Monday, May 2, 2011

2010 in review

Here is a fact that may make shout "Jiminy Cricket!"...almost 300 million people were affected by natural disasters in 2010!
Here is a list of the more major disasters in 2010:

  • Haiti-earthquake
  • Chile-earthquake
  • Iceland-Eyjafjallajökull volcano spewing ash
  • Russia-wildfires
  • Pakistan-flooding
  • China-flooding
The article that I read was concerned with the response due to some of these disasters and how the US communicated them.  For example, 130 million Chinese alone were affected by the worst flooding in recent history.  However, the floods received very little international attention.  Far less than either Pakistan and Haiti, which combined, was five times less than the amount of people affected by the flooding in China.  The article points out that one of the dilemmas in response to natural disasters, is that even major ones, receive significantly diverging media coverage (Ferris, 2011).  Very little international assistance was given or requested in response to the flooding in China.

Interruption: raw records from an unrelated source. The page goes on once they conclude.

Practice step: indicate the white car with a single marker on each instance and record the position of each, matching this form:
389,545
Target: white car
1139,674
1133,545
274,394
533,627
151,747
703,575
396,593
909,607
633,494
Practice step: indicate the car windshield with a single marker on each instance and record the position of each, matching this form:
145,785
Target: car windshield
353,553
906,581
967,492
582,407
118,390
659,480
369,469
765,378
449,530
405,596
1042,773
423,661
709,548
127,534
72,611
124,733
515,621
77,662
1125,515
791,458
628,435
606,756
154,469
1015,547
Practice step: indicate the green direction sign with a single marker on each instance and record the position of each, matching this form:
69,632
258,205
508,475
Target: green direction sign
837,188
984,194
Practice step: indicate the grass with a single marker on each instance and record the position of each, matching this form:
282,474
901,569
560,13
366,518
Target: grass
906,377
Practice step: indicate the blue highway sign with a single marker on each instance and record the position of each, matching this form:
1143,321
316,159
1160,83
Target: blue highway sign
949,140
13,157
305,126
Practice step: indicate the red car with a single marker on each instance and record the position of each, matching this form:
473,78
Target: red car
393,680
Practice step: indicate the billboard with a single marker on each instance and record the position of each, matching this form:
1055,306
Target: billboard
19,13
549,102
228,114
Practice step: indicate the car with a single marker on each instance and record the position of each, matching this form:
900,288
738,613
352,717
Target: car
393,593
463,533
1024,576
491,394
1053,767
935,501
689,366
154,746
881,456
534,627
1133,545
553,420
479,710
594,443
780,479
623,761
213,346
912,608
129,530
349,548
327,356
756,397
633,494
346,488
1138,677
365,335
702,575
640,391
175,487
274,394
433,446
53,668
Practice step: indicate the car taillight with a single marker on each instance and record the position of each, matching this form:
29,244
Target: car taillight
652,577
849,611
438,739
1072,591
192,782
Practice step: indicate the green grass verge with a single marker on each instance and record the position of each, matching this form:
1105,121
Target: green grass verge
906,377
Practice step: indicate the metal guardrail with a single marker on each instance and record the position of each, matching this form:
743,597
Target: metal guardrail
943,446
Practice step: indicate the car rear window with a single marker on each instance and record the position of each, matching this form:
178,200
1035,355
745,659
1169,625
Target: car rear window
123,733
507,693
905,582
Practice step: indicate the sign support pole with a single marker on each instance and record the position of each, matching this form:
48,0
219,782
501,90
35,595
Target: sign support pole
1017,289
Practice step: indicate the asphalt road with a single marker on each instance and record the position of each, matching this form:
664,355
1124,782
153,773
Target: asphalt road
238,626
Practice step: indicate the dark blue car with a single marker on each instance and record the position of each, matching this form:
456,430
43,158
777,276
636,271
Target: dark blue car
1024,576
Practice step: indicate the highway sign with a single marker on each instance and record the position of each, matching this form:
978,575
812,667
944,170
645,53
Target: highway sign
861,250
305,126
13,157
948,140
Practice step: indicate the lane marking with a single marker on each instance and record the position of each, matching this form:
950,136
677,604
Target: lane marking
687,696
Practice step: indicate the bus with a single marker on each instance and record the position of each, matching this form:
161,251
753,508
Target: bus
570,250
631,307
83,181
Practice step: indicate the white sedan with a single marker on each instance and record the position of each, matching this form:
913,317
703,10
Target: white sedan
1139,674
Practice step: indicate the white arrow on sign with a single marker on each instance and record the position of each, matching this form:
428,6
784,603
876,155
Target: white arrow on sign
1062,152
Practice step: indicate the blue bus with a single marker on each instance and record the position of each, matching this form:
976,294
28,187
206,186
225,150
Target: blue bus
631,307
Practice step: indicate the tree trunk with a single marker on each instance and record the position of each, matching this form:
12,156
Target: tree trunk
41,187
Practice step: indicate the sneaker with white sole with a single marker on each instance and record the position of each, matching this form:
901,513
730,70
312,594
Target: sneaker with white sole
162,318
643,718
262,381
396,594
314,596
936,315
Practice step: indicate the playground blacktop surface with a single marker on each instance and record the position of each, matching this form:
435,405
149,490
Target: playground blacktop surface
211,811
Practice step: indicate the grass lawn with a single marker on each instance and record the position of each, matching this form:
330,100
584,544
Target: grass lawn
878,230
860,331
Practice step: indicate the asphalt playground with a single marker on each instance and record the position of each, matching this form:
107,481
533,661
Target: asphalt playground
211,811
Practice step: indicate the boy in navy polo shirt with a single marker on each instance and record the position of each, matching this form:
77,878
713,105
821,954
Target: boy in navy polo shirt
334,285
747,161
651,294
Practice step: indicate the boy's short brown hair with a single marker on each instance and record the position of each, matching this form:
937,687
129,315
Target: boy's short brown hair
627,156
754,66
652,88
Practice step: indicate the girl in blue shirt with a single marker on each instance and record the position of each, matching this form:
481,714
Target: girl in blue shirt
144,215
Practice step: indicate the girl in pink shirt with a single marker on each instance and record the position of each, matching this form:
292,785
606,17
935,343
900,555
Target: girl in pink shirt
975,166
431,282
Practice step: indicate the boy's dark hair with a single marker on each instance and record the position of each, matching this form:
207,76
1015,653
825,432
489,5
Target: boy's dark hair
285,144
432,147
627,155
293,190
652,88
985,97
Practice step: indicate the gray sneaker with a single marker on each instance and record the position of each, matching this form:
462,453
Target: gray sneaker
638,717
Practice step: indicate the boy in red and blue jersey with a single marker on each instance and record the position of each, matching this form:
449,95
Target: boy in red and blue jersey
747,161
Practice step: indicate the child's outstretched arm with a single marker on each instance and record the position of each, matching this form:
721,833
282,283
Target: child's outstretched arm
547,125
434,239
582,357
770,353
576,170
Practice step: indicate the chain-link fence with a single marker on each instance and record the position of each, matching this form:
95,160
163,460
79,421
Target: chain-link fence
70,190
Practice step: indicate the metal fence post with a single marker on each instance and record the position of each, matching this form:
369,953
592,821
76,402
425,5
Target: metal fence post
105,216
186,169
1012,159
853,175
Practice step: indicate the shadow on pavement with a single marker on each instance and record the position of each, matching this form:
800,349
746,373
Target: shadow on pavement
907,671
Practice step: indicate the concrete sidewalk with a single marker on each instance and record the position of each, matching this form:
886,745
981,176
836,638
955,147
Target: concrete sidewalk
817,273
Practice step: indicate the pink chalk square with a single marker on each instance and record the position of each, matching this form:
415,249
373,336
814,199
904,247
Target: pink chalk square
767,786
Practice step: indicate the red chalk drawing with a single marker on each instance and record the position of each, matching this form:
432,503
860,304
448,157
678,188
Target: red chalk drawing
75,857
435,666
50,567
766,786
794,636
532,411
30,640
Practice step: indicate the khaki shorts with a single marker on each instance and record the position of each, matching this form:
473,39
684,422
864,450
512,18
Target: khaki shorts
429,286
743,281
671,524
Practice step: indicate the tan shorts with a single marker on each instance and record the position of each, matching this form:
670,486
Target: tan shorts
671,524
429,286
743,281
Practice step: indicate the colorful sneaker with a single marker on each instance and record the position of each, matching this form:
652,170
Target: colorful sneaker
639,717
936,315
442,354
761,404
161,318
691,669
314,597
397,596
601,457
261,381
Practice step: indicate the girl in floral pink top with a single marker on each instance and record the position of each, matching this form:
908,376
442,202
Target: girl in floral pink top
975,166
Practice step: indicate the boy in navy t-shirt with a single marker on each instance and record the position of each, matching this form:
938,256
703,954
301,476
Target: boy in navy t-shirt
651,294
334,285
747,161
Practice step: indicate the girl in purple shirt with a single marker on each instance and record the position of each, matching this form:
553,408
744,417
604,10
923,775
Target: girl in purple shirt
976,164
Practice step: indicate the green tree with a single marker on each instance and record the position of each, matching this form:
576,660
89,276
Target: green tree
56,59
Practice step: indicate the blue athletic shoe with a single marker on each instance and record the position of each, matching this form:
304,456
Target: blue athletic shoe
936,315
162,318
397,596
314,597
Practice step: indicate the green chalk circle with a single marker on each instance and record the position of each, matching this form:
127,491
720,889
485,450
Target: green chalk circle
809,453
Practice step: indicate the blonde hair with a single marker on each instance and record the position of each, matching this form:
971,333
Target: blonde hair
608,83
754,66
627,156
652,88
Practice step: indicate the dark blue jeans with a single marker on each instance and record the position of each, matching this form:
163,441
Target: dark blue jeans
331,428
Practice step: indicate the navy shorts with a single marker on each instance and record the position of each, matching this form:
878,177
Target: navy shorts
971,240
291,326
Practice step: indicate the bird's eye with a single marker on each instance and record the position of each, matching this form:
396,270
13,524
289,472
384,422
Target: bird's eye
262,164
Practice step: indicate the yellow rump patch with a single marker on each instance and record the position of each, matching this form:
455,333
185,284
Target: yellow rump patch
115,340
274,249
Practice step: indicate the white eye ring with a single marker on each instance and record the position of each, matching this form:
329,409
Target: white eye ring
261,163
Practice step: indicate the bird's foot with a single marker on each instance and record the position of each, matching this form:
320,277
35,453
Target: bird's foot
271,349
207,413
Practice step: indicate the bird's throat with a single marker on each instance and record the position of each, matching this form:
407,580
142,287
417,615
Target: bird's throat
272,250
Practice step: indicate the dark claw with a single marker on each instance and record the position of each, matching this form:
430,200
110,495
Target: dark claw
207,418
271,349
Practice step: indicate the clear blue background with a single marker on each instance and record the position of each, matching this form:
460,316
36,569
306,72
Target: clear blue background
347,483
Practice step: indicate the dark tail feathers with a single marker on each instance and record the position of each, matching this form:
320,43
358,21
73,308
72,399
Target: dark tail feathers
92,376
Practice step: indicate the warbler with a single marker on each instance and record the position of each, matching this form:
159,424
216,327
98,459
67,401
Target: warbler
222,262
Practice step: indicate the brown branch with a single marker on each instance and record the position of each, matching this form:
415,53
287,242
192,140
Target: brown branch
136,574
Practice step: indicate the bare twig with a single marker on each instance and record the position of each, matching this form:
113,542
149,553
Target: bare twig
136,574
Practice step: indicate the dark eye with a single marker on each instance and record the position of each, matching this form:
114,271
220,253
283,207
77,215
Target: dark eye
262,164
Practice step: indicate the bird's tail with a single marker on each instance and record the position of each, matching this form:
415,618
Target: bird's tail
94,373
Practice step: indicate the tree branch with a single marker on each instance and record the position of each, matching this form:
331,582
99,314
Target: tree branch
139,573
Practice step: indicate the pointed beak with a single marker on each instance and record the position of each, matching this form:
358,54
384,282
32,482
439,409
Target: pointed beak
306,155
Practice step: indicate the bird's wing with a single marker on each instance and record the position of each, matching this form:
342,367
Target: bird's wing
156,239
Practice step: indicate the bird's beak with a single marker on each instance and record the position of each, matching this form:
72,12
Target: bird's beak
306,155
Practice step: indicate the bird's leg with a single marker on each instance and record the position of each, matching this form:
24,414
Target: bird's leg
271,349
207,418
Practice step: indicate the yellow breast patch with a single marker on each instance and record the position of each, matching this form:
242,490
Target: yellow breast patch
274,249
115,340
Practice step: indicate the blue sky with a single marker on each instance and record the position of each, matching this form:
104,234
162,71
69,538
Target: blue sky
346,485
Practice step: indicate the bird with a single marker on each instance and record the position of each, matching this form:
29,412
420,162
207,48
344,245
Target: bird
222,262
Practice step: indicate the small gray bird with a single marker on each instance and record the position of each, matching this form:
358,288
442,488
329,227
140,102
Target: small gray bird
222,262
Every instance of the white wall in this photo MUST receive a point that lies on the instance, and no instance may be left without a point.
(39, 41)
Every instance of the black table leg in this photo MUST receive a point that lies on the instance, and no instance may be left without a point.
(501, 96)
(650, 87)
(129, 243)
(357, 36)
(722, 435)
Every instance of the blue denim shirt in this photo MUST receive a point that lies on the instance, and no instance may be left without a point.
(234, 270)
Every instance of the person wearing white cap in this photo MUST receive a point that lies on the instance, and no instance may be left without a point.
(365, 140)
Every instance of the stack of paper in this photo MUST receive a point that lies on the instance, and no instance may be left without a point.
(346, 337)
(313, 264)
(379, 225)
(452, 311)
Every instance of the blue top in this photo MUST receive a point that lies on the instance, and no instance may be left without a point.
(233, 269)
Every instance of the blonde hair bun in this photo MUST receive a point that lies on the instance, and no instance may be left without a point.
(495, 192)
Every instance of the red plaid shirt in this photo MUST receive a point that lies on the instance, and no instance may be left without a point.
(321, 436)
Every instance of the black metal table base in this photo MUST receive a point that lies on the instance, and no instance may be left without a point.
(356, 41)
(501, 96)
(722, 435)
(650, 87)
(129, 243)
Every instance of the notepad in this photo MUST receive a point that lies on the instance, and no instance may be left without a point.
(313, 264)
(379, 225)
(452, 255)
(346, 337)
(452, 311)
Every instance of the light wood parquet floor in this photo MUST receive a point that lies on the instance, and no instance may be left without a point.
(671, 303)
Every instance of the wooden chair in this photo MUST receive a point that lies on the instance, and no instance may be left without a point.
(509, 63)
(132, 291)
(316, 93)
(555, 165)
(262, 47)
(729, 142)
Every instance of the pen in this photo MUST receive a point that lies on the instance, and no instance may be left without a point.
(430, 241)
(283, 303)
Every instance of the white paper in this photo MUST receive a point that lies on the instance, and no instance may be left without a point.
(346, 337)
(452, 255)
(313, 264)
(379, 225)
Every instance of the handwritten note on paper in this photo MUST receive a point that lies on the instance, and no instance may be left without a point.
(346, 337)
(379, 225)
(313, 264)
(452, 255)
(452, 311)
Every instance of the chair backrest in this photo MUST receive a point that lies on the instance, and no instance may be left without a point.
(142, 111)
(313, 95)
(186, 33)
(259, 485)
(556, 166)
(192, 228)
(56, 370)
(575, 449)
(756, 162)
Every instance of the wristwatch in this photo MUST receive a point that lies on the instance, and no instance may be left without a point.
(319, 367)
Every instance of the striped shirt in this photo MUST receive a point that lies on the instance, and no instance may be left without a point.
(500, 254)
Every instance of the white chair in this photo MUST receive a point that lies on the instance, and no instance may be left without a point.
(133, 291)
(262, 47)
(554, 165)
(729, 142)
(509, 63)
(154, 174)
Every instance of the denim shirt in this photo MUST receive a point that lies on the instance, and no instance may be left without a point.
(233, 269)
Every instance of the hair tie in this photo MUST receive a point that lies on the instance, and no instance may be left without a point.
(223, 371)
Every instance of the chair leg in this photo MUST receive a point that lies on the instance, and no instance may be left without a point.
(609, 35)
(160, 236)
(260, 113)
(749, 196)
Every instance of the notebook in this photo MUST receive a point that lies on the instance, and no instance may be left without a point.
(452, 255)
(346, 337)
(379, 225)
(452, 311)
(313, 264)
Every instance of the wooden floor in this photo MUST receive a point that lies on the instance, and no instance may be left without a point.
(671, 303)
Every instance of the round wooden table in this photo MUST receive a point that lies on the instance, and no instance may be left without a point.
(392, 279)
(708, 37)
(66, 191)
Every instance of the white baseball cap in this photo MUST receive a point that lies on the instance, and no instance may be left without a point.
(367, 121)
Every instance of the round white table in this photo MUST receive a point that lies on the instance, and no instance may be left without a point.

This article suggests a lack of good science communication.  Response to natural disasters should not vary so much as the example, especially when China was a very significant disaster.  I think that part of reason why the flooding in China was not well communicated is that China is a different government than the United States and most other countries and didn't want to speak much about the event with them.  They are very independent.  This is just a speculation however.  

1 comment:

  1. Interesting--so you're suggesting that the way we view and respond to disasters is dependent on social and political context? Could have important repercussions for thinking about disasters in relation to developed v. developing countries. I wonder if we'll see developed, democratic countries able to be more resilient to natural disasters (though Katrina maybe casts some doubt on that).

    How do these numbers compare to previous years? Have we just been very unlucky lately?